上熊本駅9:47発の下り普通列車で熊本駅に移動しました。
 流転の果てにも家族の笑顔 「あそぼーい!」
 10:10。宮地行き特急「あそぼーい!101号」が入線しました。
 予め指定席を確保すれば「九州の幸福な鉄道フリーきっぷ」で利用可能な全席指定の特急列車です。「指宿のたまて箱6号」「A列車で行こう3号」「A列車で行こう4号」に乗車したことで普通指定席利用の権利を3回行使済みの僕は、残りひとつを「あそぼーい!101号」で消化しました。
 「あそぼーい!」のキハ183系気動車1000番台車が登場したのは1988年。トリコロールカラーをまとって「オランダ村特急」でデビューしました。その後オリーブグリーンメタリックの「ゆふいんの森U世」への転用を経て・・・
 再度のトリコロールカラー(「オランダ村特急」時とは若干の違いあり)で「シーボルト」として活躍したのち・・・
 特急「ゆふDX(デラックス)」へと3度目の転身を果たしたことで知られています(車体色は当初古代漆色でしたが、のちにプレミアムイエローに改められました)。
※特急「ゆふいんの森U世」関連の動画はこちら(WMV 4.09MB 47秒 1997年8月14日久大本線日田駅にて50系客車列車より撮影。28〜35秒付近です)
※特急「シーボルト」の旅行記はこちら。
 かように装いを改めつつ流転を続けてきたキハ183系気動車1000番台車です。その経歴と無関係でない要素としてあげられるのは、鉄ヲタならずとも興味をひかれる展望室でしょう。観光列車におあつらえ向きの先頭部です。
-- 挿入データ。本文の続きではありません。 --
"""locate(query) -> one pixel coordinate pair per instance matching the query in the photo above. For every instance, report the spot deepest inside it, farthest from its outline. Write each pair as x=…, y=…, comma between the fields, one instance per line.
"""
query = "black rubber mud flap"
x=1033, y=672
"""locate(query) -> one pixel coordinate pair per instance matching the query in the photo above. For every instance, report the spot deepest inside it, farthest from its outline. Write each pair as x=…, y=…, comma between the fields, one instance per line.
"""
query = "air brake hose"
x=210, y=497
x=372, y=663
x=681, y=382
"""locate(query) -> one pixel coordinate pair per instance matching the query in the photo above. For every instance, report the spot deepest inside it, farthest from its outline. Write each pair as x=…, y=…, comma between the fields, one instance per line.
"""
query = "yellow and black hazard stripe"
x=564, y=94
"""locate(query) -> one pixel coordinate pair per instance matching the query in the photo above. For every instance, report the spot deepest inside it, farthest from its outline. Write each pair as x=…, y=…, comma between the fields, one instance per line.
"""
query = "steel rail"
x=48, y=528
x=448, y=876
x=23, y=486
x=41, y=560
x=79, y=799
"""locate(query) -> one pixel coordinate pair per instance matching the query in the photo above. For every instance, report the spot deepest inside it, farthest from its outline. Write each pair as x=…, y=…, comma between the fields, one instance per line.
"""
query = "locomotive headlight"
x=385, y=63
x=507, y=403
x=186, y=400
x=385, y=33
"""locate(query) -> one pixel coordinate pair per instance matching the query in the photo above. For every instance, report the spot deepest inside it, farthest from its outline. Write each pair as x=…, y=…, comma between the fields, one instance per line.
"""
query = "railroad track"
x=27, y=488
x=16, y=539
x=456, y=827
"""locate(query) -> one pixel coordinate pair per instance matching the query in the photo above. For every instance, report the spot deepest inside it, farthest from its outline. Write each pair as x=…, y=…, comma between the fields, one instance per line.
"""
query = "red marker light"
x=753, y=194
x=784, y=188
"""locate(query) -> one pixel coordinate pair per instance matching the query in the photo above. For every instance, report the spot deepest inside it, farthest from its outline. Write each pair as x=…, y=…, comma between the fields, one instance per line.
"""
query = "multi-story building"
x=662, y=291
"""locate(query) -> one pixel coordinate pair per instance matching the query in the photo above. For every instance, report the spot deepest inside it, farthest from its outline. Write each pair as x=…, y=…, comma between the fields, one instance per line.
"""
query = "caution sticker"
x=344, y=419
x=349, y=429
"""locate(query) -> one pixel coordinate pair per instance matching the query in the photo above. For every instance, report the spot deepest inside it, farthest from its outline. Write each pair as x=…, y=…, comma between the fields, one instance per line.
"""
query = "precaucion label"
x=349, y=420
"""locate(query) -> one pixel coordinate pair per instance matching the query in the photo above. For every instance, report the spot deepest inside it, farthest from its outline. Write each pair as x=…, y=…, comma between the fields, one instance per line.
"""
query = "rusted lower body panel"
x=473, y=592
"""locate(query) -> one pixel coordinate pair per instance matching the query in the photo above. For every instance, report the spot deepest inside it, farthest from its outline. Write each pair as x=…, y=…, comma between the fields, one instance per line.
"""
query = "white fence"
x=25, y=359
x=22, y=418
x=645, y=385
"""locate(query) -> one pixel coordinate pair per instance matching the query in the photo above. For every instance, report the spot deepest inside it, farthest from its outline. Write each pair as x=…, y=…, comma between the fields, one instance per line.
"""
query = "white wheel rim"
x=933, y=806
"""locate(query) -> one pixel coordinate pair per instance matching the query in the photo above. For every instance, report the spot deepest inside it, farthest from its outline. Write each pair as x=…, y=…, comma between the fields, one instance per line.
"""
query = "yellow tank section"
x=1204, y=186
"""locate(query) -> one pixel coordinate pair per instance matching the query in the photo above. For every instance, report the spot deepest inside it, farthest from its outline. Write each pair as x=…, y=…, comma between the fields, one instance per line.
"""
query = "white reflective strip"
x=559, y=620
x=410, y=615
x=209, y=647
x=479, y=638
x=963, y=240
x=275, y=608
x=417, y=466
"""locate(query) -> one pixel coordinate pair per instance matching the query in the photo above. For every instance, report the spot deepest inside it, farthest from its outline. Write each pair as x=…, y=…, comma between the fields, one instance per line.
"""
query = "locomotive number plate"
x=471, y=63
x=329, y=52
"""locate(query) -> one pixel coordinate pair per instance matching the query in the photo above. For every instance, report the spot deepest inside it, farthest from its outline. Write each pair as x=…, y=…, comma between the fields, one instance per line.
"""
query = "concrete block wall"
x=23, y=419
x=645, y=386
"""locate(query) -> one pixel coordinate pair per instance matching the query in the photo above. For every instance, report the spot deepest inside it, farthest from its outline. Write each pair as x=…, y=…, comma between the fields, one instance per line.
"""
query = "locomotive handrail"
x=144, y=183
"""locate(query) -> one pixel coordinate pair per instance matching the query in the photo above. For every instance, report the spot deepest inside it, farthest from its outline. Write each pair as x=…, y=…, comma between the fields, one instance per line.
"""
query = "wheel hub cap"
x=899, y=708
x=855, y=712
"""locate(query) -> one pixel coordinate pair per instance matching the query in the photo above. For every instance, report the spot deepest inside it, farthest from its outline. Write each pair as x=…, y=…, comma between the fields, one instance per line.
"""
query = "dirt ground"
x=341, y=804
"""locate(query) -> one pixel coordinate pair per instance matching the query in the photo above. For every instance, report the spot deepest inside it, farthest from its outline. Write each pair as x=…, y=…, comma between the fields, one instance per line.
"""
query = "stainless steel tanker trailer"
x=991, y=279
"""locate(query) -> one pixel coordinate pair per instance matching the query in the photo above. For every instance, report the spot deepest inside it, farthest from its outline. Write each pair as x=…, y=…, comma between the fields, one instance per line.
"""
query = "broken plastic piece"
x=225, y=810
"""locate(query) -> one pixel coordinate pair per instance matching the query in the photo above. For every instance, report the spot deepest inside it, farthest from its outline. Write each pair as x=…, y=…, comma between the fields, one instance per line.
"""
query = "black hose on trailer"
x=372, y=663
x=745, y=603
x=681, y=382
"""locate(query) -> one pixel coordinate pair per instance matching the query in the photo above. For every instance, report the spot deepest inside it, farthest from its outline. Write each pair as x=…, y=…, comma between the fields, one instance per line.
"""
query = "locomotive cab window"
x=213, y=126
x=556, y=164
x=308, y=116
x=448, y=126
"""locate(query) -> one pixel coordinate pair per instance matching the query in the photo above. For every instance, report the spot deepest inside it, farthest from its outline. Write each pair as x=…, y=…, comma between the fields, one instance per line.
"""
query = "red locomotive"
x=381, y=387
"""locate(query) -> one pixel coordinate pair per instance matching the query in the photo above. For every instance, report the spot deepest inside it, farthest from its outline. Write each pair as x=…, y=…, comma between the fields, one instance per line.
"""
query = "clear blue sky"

 一方快速「SLあそBOY」、「あそ1962」と続いた熊本−阿蘇・宮地間を結ぶ観光列車の系譜は、車両の老朽化と切り離せないものでした。
 その系譜を継ぐべく、またもや活躍の場を移したキハ183系気動車1000番台車は、水戸岡鋭治氏のアイディアを随所に盛り込む内外装にリニューアルされています。
 同編成にとって豊肥本線は終の棲家となるのでしょうか。

 無論それは分かりかねますが、リニューアルによって「あそぼーい!」としての強烈なキャラクターを得ただけに、今では余所へ行くイメージが全く湧きません。


 動画は「あそぼーい!」の向かい側に「A列車で行こう1号」が入線する模様です。熊本駅4番ホーム、5番ホームが観光列車で埋まり、華やぐ瞬間です。
まもなく「あそぼーい!101号」の発車時刻です。